Jokes aside, this book has a rare quality: it takes an over-consumed icon like James Bond and brings it home, that is, inside the man. “Being James Bond. Identikit of a secret agent” (published by Ares editions), is not yet another manual for fans nor a parade of tuxedos, cocktails and pistols with silencers. It is rather a serious – and successful – attempt to answer a question that we have been asking for seventy years without really listening to the answer: who is James Bond, when he is alone?
Baroni does something against the current, therefore valuable: he dismantles the myth without destroying it. He observes him closely, almost with modesty, and discovers that behind the agent with a license to kill there is a man with a license to suffer, introverted, restless, agitated (not mixed, but the joke was easy). A precocious orphan, an elegant loner, a professional of control who fights every day with internal disorder. Other than superman: Bond is a tightrope walker who walks the tightrope between duty and desire, between discipline and melancholy.
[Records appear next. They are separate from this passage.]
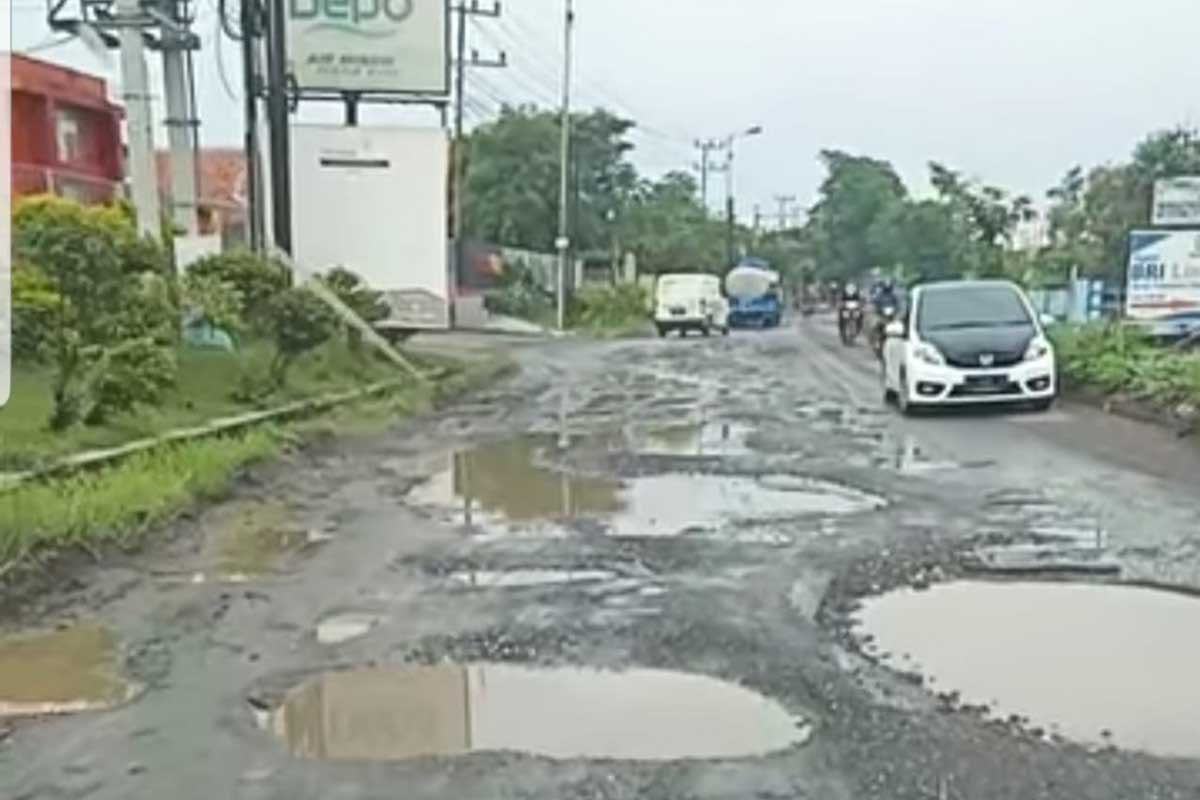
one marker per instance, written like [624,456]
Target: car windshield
[971,307]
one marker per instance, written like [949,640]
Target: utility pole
[462,64]
[706,164]
[277,115]
[181,126]
[139,119]
[785,203]
[251,32]
[563,242]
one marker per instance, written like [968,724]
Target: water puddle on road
[250,540]
[501,488]
[387,715]
[528,578]
[341,629]
[694,440]
[60,672]
[1098,663]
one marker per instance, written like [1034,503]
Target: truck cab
[688,302]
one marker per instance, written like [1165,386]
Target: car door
[895,349]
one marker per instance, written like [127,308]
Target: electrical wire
[221,68]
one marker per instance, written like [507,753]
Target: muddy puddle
[528,578]
[1096,663]
[699,440]
[60,672]
[387,715]
[501,488]
[340,629]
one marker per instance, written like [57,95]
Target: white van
[690,302]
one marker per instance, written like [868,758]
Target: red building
[66,134]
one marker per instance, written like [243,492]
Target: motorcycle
[879,330]
[850,322]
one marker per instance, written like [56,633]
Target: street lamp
[730,218]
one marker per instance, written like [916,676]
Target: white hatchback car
[966,342]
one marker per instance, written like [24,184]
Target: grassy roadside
[208,382]
[120,504]
[1120,365]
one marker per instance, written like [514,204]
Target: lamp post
[730,216]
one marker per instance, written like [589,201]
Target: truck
[755,293]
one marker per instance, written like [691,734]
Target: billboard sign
[1164,277]
[1177,202]
[370,46]
[373,199]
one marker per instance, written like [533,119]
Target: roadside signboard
[370,46]
[372,199]
[1164,278]
[1177,202]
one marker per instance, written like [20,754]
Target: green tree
[113,318]
[513,178]
[300,323]
[857,193]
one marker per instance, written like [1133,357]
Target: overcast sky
[1013,91]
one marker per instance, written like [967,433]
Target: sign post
[1164,280]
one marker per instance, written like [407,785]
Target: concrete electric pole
[563,242]
[181,122]
[138,118]
[462,62]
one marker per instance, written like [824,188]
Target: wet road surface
[682,569]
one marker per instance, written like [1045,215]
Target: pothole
[340,629]
[528,578]
[1097,663]
[385,715]
[499,488]
[60,672]
[694,440]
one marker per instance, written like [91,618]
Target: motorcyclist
[885,296]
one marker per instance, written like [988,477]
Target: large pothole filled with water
[69,671]
[502,488]
[1096,663]
[399,714]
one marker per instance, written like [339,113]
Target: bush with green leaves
[35,301]
[1119,359]
[255,281]
[103,302]
[610,308]
[300,323]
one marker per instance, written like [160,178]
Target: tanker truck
[755,293]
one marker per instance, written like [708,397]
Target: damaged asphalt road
[684,569]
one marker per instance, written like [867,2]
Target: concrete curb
[1132,409]
[221,426]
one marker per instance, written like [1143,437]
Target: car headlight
[929,354]
[1037,349]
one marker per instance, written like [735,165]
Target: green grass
[205,390]
[1122,361]
[125,500]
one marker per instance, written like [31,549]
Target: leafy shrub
[520,295]
[1121,360]
[102,299]
[35,302]
[610,308]
[300,323]
[359,298]
[256,281]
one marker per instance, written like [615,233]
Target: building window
[70,142]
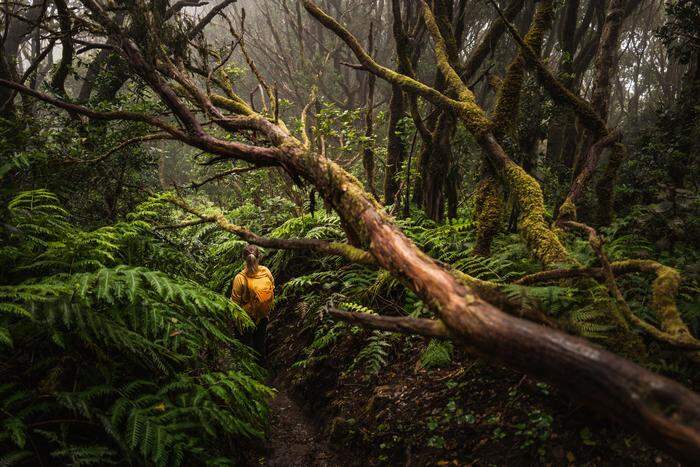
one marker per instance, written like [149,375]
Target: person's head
[251,256]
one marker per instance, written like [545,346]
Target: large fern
[109,362]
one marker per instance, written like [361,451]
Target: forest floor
[294,439]
[470,412]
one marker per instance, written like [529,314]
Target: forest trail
[294,439]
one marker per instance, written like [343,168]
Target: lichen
[488,211]
[540,238]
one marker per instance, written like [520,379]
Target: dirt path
[294,440]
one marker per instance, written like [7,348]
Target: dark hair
[251,256]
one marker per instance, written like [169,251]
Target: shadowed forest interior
[482,218]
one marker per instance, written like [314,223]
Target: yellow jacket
[259,280]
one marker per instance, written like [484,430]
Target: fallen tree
[662,410]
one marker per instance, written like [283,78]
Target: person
[253,289]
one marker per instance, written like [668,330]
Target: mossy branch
[674,331]
[349,252]
[508,95]
[555,88]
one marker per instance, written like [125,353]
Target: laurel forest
[481,217]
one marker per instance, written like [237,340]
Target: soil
[294,439]
[469,412]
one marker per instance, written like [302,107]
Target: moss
[488,212]
[567,211]
[663,300]
[508,95]
[540,238]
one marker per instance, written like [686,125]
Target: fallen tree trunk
[664,411]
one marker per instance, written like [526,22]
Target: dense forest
[482,218]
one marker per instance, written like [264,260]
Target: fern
[115,362]
[375,354]
[437,354]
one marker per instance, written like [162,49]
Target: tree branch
[321,246]
[404,324]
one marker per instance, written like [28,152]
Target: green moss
[540,238]
[567,211]
[488,212]
[508,95]
[663,300]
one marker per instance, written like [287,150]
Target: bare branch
[403,324]
[321,246]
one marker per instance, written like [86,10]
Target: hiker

The writing is cultured but never pedantic, narrative without becoming indulgent. Baroni intertwines cinema, literature, the history of British intelligence and psychology with a naturalness that makes everything seem simple – which is always the sign of things done well. The pages dedicated to Casino Royale(the best film of the saga for introspection and adrenaline-filled action according to the majority of its fans) to Vesper Lynd, to the relationship with M and to Bond’s education in the elite English schools give a more fragile and therefore more credible character
The strong point of the book, however, is another: the idea that James Bond is not nostalgic for the past, but a man forced to defend it while the world changes faster than him (in Skyfall it is very clear). This is where the character stops being just a paper hero and becomes a mirror. Because Bond resists, not for the sake of tradition, but for loyalty to a code. Not always right, not always successful, but consistent. And today coherence, even in the secret services of double and triple games, is more revolutionary than any gadget. «The Bond who doesn’t age is not just a cinematic gimmick», writes Baroni, «With him the myth of immortality returns. In this case the certainty of immortality. The spiritual dimension of James that always peeks out. There is something beyond and beyond death.”
Ultimately, Baroni suggests that James Bond is not liked because he shoots better than others, but because he always pays a price. And he pays for it alone. It is a book that will appeal to Bondians, it will certainly enrich them, but above all to those who suspect that behind every lasting myth there is a well-hidden wound. And that 007’s real secret is not his weapon, but his character.